Guest Post: Curt Monash reports from the front lines of a database revolution.
Mike Stonebraker created much of the database management industry. Now he wants to blow it up. Via a project called H-Store [pdf file], he proposes to manage high-end OLTP databases entirely in RAM, with no disks, no redo logs, little multi-threading, and only optimistic locking. And by the way, he wants to replace SQL with Ruby or Python.
Here are answers to some basic questions about H-Store, to the best of my understanding.
What is H-Store?
I-Store is a research project, with an associated prototype DBMS, focused on high-volume online transaction processing (OLTP).
What's new about it?
H-Store is designed to run all in RAM, with no synchronous persistence. It further makes the assumption that most transactions are short-running. The researchers argue that 90-95% of the processing in conventional DBMS goes into concurrency, locking, and logging code that H-Store doesn't need.
How can H-Store be ACID-compliant without disk?
By running lots of replicated RAM-based copies, geographically dispersed.
Are they really going to go without disk?
I don't think so. H-Store won't do synchronous disk writes, and recovery will come from other RAM copies, not from disk. But snapshot checkpointing fits well into the architecture, and it would be silly not to provide that.
Who's behind H-Store?
H-Store boasts pretty much the same researchers who developed C-Store, which was commercialized as columnar data warehouse DBMS Vertica. Team members I've spoken with include Michael Stonebraker (MIT), Samuel Madden (MIT), and Daniel Abadi (Yale). Brown University is also involved.
When can I have it?
H-Store lags C-Store by about three years, and Vertica started enjoying significant sales late last year, so a first approximation would suggest H-Store will be useful some time in 2010, with the first serious academic prototype being finished late this year. But let's not assume H-Store will succeed commercially as fast as C-Store did. It's one thing to adopt a complex-analytics product that will only ever have a handful of actual users, and quite another to bet a super-high-volume OLTP system on unproven technology.

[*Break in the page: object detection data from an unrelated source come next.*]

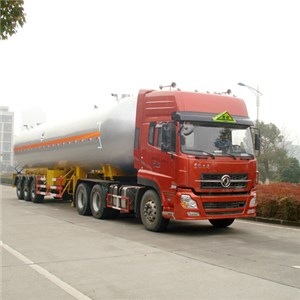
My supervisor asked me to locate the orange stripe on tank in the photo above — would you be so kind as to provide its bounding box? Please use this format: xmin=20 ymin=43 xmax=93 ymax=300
xmin=14 ymin=131 xmax=100 ymax=152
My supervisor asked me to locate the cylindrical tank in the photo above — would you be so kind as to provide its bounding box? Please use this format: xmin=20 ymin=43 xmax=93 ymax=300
xmin=14 ymin=97 xmax=137 ymax=174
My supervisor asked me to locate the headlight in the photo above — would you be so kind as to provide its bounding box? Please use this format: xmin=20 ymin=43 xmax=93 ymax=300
xmin=249 ymin=193 xmax=257 ymax=207
xmin=180 ymin=195 xmax=198 ymax=208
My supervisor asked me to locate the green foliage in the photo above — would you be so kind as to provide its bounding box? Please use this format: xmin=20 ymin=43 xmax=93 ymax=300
xmin=256 ymin=122 xmax=300 ymax=183
xmin=257 ymin=183 xmax=300 ymax=222
xmin=279 ymin=157 xmax=300 ymax=183
xmin=0 ymin=0 xmax=26 ymax=40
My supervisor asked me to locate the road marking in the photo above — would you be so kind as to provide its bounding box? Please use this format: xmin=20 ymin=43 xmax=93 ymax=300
xmin=0 ymin=241 xmax=92 ymax=300
xmin=237 ymin=219 xmax=300 ymax=231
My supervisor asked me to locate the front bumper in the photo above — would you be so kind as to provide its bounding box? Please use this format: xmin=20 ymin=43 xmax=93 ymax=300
xmin=163 ymin=189 xmax=257 ymax=220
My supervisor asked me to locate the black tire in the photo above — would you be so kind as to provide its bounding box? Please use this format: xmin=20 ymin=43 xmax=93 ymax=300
xmin=75 ymin=183 xmax=91 ymax=216
xmin=208 ymin=219 xmax=235 ymax=228
xmin=30 ymin=178 xmax=45 ymax=203
xmin=23 ymin=177 xmax=31 ymax=201
xmin=90 ymin=184 xmax=120 ymax=219
xmin=140 ymin=190 xmax=169 ymax=232
xmin=16 ymin=176 xmax=24 ymax=200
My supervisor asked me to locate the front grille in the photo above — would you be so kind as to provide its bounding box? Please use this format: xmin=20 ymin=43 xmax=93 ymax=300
xmin=200 ymin=173 xmax=249 ymax=189
xmin=203 ymin=201 xmax=246 ymax=210
xmin=206 ymin=210 xmax=243 ymax=216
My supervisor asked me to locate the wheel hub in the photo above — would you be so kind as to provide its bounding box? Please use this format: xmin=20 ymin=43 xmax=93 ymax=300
xmin=144 ymin=201 xmax=156 ymax=222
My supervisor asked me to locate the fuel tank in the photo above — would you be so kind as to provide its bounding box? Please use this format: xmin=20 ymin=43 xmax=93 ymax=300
xmin=14 ymin=96 xmax=137 ymax=175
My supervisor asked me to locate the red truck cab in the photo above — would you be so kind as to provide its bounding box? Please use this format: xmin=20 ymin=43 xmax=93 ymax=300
xmin=134 ymin=90 xmax=259 ymax=231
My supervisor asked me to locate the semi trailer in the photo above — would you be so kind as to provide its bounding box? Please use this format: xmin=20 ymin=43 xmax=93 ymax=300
xmin=14 ymin=86 xmax=259 ymax=232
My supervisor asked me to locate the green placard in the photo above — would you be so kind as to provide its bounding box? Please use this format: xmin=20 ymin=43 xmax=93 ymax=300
xmin=213 ymin=111 xmax=236 ymax=123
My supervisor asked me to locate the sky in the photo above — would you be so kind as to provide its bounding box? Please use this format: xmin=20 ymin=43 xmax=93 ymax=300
xmin=0 ymin=0 xmax=300 ymax=145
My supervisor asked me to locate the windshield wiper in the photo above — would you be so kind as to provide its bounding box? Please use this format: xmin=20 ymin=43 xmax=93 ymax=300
xmin=185 ymin=150 xmax=216 ymax=159
xmin=222 ymin=152 xmax=236 ymax=159
xmin=240 ymin=152 xmax=255 ymax=159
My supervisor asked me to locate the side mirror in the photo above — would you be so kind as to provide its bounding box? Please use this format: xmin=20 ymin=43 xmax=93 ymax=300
xmin=161 ymin=122 xmax=176 ymax=152
xmin=252 ymin=128 xmax=260 ymax=157
xmin=161 ymin=123 xmax=171 ymax=152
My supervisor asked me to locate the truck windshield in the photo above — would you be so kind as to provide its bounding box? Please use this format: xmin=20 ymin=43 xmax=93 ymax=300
xmin=180 ymin=122 xmax=254 ymax=158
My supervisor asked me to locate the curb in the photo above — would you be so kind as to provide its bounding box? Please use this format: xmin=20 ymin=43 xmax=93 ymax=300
xmin=248 ymin=217 xmax=300 ymax=227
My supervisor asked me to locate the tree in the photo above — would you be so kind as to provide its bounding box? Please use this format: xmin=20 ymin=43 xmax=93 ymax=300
xmin=0 ymin=0 xmax=26 ymax=40
xmin=256 ymin=121 xmax=300 ymax=183
xmin=256 ymin=121 xmax=287 ymax=182
xmin=279 ymin=157 xmax=300 ymax=183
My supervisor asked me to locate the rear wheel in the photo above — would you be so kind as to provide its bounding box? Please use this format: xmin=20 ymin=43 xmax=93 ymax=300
xmin=140 ymin=190 xmax=169 ymax=232
xmin=23 ymin=177 xmax=31 ymax=201
xmin=30 ymin=178 xmax=45 ymax=203
xmin=75 ymin=183 xmax=91 ymax=216
xmin=90 ymin=184 xmax=120 ymax=219
xmin=16 ymin=176 xmax=24 ymax=200
xmin=208 ymin=219 xmax=235 ymax=228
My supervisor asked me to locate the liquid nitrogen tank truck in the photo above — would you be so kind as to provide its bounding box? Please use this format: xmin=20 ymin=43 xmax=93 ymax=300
xmin=14 ymin=86 xmax=259 ymax=231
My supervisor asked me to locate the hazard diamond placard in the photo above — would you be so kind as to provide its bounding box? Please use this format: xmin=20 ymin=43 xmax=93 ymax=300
xmin=212 ymin=111 xmax=236 ymax=123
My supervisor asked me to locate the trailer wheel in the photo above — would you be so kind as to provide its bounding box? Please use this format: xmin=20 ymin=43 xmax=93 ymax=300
xmin=75 ymin=183 xmax=91 ymax=216
xmin=16 ymin=176 xmax=24 ymax=200
xmin=90 ymin=184 xmax=120 ymax=219
xmin=208 ymin=219 xmax=235 ymax=228
xmin=23 ymin=177 xmax=31 ymax=201
xmin=30 ymin=178 xmax=45 ymax=203
xmin=140 ymin=190 xmax=169 ymax=232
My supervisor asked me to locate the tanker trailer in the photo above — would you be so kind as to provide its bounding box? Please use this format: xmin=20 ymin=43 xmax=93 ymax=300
xmin=14 ymin=90 xmax=259 ymax=231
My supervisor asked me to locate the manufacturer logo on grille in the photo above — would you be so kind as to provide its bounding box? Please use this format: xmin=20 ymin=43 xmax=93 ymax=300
xmin=221 ymin=175 xmax=231 ymax=187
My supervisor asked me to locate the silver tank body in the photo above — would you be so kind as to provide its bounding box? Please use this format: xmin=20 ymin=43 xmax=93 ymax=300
xmin=14 ymin=97 xmax=137 ymax=174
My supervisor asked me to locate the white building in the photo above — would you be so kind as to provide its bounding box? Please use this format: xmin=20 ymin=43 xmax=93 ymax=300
xmin=0 ymin=106 xmax=14 ymax=173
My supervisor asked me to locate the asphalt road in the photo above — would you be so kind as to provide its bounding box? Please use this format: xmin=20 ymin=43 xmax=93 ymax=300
xmin=0 ymin=186 xmax=300 ymax=300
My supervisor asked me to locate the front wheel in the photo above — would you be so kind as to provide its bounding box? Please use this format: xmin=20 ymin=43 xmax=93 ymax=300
xmin=23 ymin=177 xmax=31 ymax=201
xmin=208 ymin=219 xmax=234 ymax=228
xmin=16 ymin=176 xmax=24 ymax=200
xmin=90 ymin=184 xmax=120 ymax=219
xmin=140 ymin=190 xmax=169 ymax=232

Is H-Store going to be a complete replacement for Oracle?
No. Oracle does lots of things, and replacing it requires a variety of more specialized technologies. Stonebraker and I have been going back and forth about the exact list, but it's something like:
- High-end OLTP (Oracle, SQL Server, DB2 today – eventually H-Store
- Mid-range OLTP (MySQL, PostgreSQL, EnterpriseDB, Progress)

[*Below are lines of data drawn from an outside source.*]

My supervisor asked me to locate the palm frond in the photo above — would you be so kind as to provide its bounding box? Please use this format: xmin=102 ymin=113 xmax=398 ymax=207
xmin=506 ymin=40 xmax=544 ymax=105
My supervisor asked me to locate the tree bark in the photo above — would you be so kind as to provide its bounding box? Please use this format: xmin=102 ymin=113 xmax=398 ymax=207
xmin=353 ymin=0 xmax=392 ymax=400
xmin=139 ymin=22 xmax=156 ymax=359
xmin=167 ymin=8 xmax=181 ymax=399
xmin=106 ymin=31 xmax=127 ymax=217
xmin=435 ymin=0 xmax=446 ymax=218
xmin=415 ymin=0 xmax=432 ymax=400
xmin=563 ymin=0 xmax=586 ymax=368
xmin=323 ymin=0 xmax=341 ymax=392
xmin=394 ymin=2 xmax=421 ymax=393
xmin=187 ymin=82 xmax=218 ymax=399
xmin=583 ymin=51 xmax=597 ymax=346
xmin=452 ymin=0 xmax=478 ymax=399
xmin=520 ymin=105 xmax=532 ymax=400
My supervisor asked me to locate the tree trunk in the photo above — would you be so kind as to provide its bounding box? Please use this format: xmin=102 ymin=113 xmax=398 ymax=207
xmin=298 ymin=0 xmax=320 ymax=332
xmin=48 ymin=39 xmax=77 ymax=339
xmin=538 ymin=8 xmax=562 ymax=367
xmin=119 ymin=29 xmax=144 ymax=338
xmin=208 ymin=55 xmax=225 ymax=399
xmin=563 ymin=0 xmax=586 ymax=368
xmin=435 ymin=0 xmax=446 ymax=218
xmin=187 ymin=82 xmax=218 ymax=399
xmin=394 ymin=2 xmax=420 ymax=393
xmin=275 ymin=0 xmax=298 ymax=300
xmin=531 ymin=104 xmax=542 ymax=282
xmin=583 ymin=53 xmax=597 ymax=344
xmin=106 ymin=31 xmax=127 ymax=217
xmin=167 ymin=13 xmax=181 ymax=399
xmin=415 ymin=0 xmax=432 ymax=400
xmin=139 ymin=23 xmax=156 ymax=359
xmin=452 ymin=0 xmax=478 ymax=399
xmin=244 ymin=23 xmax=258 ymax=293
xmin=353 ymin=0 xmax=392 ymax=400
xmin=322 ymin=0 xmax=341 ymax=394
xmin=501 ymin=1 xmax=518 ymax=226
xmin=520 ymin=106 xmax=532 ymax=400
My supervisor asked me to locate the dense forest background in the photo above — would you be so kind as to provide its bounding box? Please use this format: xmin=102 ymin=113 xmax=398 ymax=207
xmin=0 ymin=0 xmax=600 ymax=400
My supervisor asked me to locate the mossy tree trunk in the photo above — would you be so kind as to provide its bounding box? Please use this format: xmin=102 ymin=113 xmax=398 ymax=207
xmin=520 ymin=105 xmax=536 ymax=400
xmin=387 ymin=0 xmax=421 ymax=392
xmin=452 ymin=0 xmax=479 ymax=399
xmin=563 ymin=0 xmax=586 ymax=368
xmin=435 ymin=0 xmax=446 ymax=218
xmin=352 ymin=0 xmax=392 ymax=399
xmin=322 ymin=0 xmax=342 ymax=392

- Row-based analytic (Teradata, Netezza, DATAllegro)
- Column-based analytic (Vertica, ParAccel, Infobright) – these also win for RDF
- Text and XML (Microsoft/FAST, Autonomy, Google, Coveo, Marklogic, Attivio)
- Embedded (SQL Anywhere, solidDB)
- Stream non-DBMS (Coral8, StreamBase, Apama)
- Big cloud sub-DBMS (MapReduce, Hadoop, SimpleDB)
Where can I learn more?
Academically, H-Store is described in a paper and slide presentation. I examined H-Store and its assumptions at some length over on DBMS2, where you'll also find an extensive analysis of other specialized database technologies. The H-Store team writes for the Database Column blog, and H-Store discussion is expected over there soon. Also related is a series of posts Stonebraker and I have done on general database diversity.